I started out this way myself but I could not complete the proof. May be I am missing something simple. Here's my proof:
Let $\mathcal C$ be the collection of all ordered triples $(A,B,f)$ such that $A\subseteq X, B\subseteq Y$ and that $f$ is an injection from $A$ to $B$. We order $\mathcal C$ in the folloewing way. Let $(A_1,B_1,f_1)$ and $(A_2,B_2,f_2)$ be two elements of $\mathcal C$. Then we write $(A_1,B_1,f_1)\leq(A_2,B_2,f_2)$ if $A_1\subseteq A_2$, $B_1\subseteq B_2$ and the restriction of $f_2$ to $A_1$ is same as $f_1$. Now let $C=\{(A_\alpha,B_\alpha,f_\alpha)\}_{\alpha\in J}$ be any chain in $\mathcal C$, where $J$ is an index set. Define $A=\bigcup_{\alpha\in J}A_\alpha$ and $B=\bigcup_{\alpha\in J}B_\alpha$. Consider a function $f:A\to B$ defined as $f(a)=f_\alpha(a)$ if $a\in A_\alpha$.
Claim 1: $f$ is well defined.
Proof: Let $a\in A$ be such that $a\in A_\alpha$ and $a\in A_\beta$. We need to show that $f_\alpha(a)=f_\beta(a)$. Since $C$ is a chian, WLOG assume that $A_\alpha\subseteq A_\beta$. Then the restriction of $f_\beta$ to $A_\alpha$ is same as $f_\alpha$. Thus $f_\beta(a)=f_\alpha(a)$ and the claim is settled.

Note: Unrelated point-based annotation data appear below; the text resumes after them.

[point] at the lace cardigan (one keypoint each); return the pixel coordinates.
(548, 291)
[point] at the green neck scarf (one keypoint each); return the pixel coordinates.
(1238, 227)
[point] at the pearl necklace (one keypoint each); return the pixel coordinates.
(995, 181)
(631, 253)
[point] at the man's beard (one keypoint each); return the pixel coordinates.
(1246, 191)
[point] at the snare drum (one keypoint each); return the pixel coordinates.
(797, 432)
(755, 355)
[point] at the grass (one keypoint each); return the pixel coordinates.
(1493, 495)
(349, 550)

Claim 2: $(A,B,f)$ is in $\mathcal C$.
Proof: Clearly $A\subseteq X$ and $B\subseteq Y$. We just need to show that $f$ is an injection. Let $f(p)=f(q)$ for some $p,q\in A$. Say $p\in A_\gamma$ and $q\in A_\delta$. WLOG assume that $A_\gamma\subseteq A_\delta$. Then $f(p)=f_\delta(p)=f_\delta(q)\Rightarrow p=q$ by the injectivity of $f_\delta$.
Claim 3: $(A,B,f)$ is an upper bound of $C$.

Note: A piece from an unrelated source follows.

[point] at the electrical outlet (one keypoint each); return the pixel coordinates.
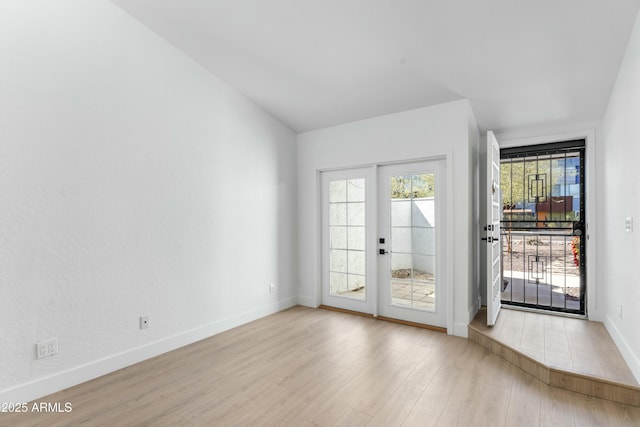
(47, 348)
(144, 322)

Proof: Let $(A_\alpha,B_\alpha,f_\alpha)$ be any element of $C$. Clearly $A_\alpha\subseteq A$ and $B_\alpha\subseteq B$. We need to show that the restriction of $f$ to $A_\alpha$ is same as $f_\alpha$. But this is evident by the definition of $f$ and hecne the claim is settled.

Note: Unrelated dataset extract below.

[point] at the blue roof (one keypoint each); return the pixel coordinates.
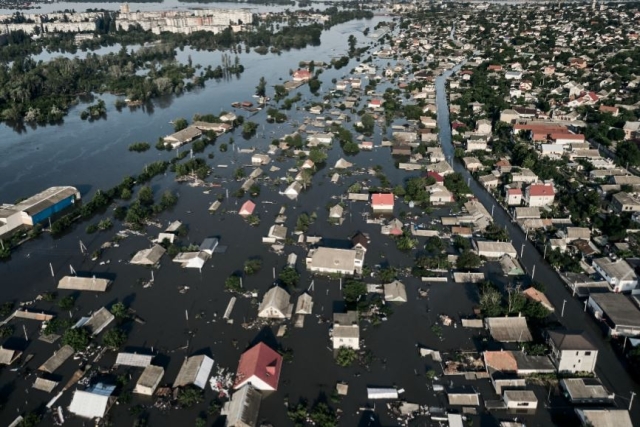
(102, 389)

Now by Zorn's Lemma, $\mathcal C$ has a maximal element.
Say the maximal element is $(A_0,B_0,f_0)$. If $A_0=X$ then we are done. So assume $A_0\neq X$. Now if $B_0\neq Y$ then we can easily find an element in $\mathcal C$ which is greater than $(A_0,B_0,f_0)$ and we would run into a contradiction. Thus $B_0=Y$. From here its not easy to see that $f_0^{-1}:Y\to X$ is an injection and the proof is complete.